# WTF!? Doors won't unlock with key!



## 96SentraGXE (Sep 21, 2005)

A few days ago the keys were locked in the car, so a stranger came and used a slim-jim to open the car doors. He was unable to open it on the driver side, so he tried the passenger side and it opened. We ended up going to the market and working the power locks fine (and manual locking and unlocking since I don't have an alarm anymore). Today, we tried unlocking the car and the key turns (the handle seems to work fine too), but the car won't unlock! Is it possible that they got messed up with the slim-jim? I don't understand why they would work after it, but a day later it won't. Now we're wondering how to get into the car without breaking the windows. Help please!


----------



## xbrandonx (Mar 27, 2004)

96SentraGXE said:


> Is it possible that they got messed up with the slim-jim? I don't understand why they would work after it, but a day later it won't. Now we're wondering how to get into the car without breaking the windows. Help please!



It sure is possible he messed something up with the slim-jim. IF the police in your area will do it, they make you sign saying that you will not hold them liable if they mess something up. If you can get the doors open again (probably try a slim-jim again) I reccomend either getting it fixed or not locking your doors. again


----------



## 96SentraGXE (Sep 21, 2005)

Great. I tried opening the car door again with a key, and with a little jingling and playing around with it, it finally opened. The power door locks work and will lock and unlock the doors fine, just the key won't work. Right now, I'm just going to leave all the doors open (or just one). Is this something that can be fixed by myself? or is it too difficult of a job and must be taken to the dealer or something? I have the Haynes manual, but don't think it explains much about locking system...more on opening the door panel (???)


----------



## azkicker0027 (May 31, 2002)

sounds like a linkage is bent or unhooked in someway. but you say that the lock cylinder freewheels??


----------



## 96SentraGXE (Sep 21, 2005)

azkicker0027 said:


> sounds like a linkage is bent or unhooked in someway. but you say that the lock cylinder freewheels??



Yeah, it does. Is that bad or can it be fixed?


----------



## azkicker0027 (May 31, 2002)

96SentraGXE said:


> Yeah, it does. Is that bad or can it be fixed?


if the lock cylinder freewheels, you might have to replace it.


----------



## Blank (Aug 21, 2003)

when I worked at a nissan dealer we saw some older cars coming in that had keyless entry, and since the people NEVER used the key in dooy, just the keyless, then the cylender seized up from lack of use


----------



## Beltane70 (Jul 17, 2002)

I don't know if the internals of the door lock mechanism on B-14s is similar to the B-13s, but isn't too difficult to fix them if the linkages have become unhooked.

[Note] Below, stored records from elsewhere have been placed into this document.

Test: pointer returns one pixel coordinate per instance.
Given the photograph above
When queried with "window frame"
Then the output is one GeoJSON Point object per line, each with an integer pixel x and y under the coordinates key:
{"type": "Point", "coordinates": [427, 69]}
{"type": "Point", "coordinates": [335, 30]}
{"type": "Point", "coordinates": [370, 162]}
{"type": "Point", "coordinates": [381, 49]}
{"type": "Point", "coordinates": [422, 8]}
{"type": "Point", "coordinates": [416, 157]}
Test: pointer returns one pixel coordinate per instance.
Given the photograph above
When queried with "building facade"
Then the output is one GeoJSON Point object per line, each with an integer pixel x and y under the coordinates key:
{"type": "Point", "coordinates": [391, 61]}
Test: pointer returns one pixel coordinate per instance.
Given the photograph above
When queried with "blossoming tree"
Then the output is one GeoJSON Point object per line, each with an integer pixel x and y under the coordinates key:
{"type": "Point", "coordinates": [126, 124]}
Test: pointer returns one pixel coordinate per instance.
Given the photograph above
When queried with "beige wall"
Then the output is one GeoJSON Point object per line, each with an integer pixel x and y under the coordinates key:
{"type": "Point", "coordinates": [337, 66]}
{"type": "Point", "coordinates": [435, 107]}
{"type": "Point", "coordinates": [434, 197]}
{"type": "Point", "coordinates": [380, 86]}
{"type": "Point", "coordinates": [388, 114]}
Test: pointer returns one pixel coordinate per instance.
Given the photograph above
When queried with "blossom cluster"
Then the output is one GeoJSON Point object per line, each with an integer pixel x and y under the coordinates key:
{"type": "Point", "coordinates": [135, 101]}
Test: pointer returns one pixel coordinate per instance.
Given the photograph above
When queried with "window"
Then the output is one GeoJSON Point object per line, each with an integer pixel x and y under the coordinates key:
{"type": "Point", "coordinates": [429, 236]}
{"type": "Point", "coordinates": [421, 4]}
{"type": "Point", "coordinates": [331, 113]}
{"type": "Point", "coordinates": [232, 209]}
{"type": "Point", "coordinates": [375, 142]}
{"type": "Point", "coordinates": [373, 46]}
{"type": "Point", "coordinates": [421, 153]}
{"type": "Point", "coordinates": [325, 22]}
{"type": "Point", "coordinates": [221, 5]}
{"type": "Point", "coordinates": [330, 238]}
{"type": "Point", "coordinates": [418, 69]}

I had a B-13 that had a door that was opened by a slimjim that had the lock working only from the inside. The linkages in the B-13 doors were fairly simple plastic connectors that held the rods together. If that's the problem, you should only have to remove the inside door panels and reconnect the connectors.

I now own a B-14, but unfortunately (or fortunately), I haven't had to fix the locks.


----------



## classicgti-r (Aug 6, 2005)

*WTF!? Doors won't unlock with key!*



96SentraGXE said:


> A few days ago the keys were locked in the car, so a stranger came and used a slim-jim to open the car doors. He was unable to open it on the driver side, so he tried the passenger side and it opened. We ended up going to the market and working the power locks fine (and manual locking and unlocking since I don't have an alarm anymore). Today, we tried unlocking the car and the key turns (the handle seems to work fine too), but the car won't unlock! Is it possible that they got messed up with the slim-jim? I don't understand why they would work after it, but a day later it won't. Now we're wondering how to get into the car without breaking the windows. Help please!


Hey cheap way to fix----Go to nissan, (any dealership) with your title, or proof of ownership and get a keyless entry alarm pad for your car...prob. fixed, for now...oh yeah not too smart telling everyone you're gonna leave your doors unlocked...


----------



## 96SentraGXE (Sep 21, 2005)

classicgti-r said:


> Hey cheap way to fix----Go to nissan, (any dealership) with your title, or proof of ownership and get a keyless entry alarm pad for your car...prob. fixed, for now...oh yeah not too smart telling everyone you're gonna leave your doors unlocked...


True, but I also didn't mention where I lived, or am packing heat. 

Thanks for the help fellas. I'll look into it soon, or take it to the dealer.


----------



## 98nissanmike (Jul 19, 2014)

Hi I have 98 Nissan pickup and the exterior doors won't unlock with key, or lock, the inside locks work fine. It is a manual lock. Anyone got a clue whats going on, I just bought the truck,98 frontier XE.


----------